Memory I and Memory II:

These exercises are designed to assist clients who have memory problems involving incidental information, information occurring in multiple stimulus situations and information such as appointments, messages, errands, etc. In Memory I & II, the cognitive exercises build up the attention and executive skills utilized in storing and retaining information and provide a means for patients and therapists to stimulate the rewiring of the neuro-pathways in the brain, resulting in higher level of cognition.
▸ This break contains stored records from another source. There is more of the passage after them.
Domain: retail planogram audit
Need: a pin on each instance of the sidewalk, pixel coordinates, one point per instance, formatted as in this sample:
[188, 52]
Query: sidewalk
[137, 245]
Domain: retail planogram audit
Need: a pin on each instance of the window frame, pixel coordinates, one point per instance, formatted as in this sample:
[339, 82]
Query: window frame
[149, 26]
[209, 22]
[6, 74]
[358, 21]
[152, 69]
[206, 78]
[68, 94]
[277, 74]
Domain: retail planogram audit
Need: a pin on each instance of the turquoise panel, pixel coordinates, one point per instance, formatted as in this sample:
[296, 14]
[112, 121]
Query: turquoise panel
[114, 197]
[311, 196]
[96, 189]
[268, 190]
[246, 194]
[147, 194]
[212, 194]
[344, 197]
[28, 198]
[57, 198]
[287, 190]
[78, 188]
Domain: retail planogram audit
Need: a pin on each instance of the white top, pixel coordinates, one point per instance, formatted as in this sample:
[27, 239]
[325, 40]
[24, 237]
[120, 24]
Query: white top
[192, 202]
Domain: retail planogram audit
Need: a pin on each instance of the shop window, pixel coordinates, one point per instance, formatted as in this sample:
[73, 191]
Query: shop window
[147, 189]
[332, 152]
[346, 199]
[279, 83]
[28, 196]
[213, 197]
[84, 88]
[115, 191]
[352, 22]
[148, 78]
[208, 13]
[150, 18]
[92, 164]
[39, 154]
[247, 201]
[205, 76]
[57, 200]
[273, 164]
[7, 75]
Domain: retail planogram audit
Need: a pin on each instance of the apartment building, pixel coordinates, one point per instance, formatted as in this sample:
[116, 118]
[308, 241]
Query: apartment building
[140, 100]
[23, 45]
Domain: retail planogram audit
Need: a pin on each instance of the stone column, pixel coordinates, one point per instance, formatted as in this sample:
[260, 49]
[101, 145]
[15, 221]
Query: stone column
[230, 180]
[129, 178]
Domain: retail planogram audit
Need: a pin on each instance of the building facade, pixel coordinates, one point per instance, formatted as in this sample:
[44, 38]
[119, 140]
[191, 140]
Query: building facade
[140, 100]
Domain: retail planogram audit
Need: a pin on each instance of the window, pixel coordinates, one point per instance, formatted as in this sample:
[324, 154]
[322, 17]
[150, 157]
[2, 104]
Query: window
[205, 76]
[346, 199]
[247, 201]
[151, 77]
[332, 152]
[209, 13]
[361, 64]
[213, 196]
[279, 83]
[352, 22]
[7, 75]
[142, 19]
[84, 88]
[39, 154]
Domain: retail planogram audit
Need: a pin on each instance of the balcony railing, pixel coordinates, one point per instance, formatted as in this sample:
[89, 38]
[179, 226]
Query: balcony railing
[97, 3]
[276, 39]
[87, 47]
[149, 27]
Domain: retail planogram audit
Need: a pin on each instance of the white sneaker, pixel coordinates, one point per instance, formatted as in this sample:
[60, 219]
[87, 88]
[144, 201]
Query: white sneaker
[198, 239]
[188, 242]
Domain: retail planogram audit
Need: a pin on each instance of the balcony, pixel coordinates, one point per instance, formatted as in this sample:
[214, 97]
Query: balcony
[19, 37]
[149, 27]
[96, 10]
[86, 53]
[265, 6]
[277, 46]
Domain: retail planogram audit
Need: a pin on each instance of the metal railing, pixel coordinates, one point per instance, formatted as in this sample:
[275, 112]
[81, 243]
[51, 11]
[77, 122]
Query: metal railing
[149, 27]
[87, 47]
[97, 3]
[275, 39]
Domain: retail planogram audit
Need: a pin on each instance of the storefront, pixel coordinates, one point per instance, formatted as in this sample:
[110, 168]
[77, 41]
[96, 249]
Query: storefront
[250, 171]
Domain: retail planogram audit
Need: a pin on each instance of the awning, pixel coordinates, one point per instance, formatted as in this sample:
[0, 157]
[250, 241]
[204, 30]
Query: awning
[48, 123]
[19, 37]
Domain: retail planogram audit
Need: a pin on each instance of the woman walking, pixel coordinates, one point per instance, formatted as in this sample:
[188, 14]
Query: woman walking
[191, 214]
Clients who have sustained brain damage that prevents the formulation or retrieval of memories and who may have trouble recalling places, persons and events even within a few minutes of the event may have greater difficulty in helping or restoring their memory skills and abilities.

Memory I :

These tasks include Spatial Memory, Visual/Spatial Memory (Shapes & Places), Sequenced Recall (Words [Visual]), Sequenced Recall (Digits [Visual]), Sequenced Recall (Graphics [Visual]), Sequenced Recall Reversed (Digits [Visual]), Sequenced Recall Reversed (Graphics [Visual]), Sequenced Recall (Digits [Auditory]), Sequenced Recall Reversed (Digits [Auditory]), Non-sequenced Recall (Digits [Visual]), Non-sequenced Recall (Graphics [Visual]).

Memory II:

These tasks include Spatial Memory (Objects and Locations), Visual Memory (Sequenced / Spatial), The Phone Message, Recognition Recall, Pared Associates Recall, Verbal Memory (Categorizing).

Problem Solving I:

These activities include a variety of problem solving tasks, becoming more difficult and the higher levels; however, clients should be ready for these challenging activities if they have mastered the basic skills earlier introduced. This is true even for those clients who have incurred severe cognitive impairments. Tasks include Number Manipulations I, II, III, Maze Puzzle I & II, Deductions, Checker Exchange, Knight’s Challenge, Cryptograms.

Problem Solving II:

In these activities, clients integrate and utilize all the attention and executive skills they have been acquiring earlier through the other more basic exercises. Clients will be challenged to perform in the area of logical thinking and deduction type skills. Some of these tasks will be very difficult. If clients must receive assistance, they must still work the problem through to see how the correct answer was derived. Therapists and caregivers are encouraged to discuss the strategy and thought processes with their clients. Tasks include Pyramids, Odd One Out, Magic Box, Mathematical Analogies, One Peg, Deduce It.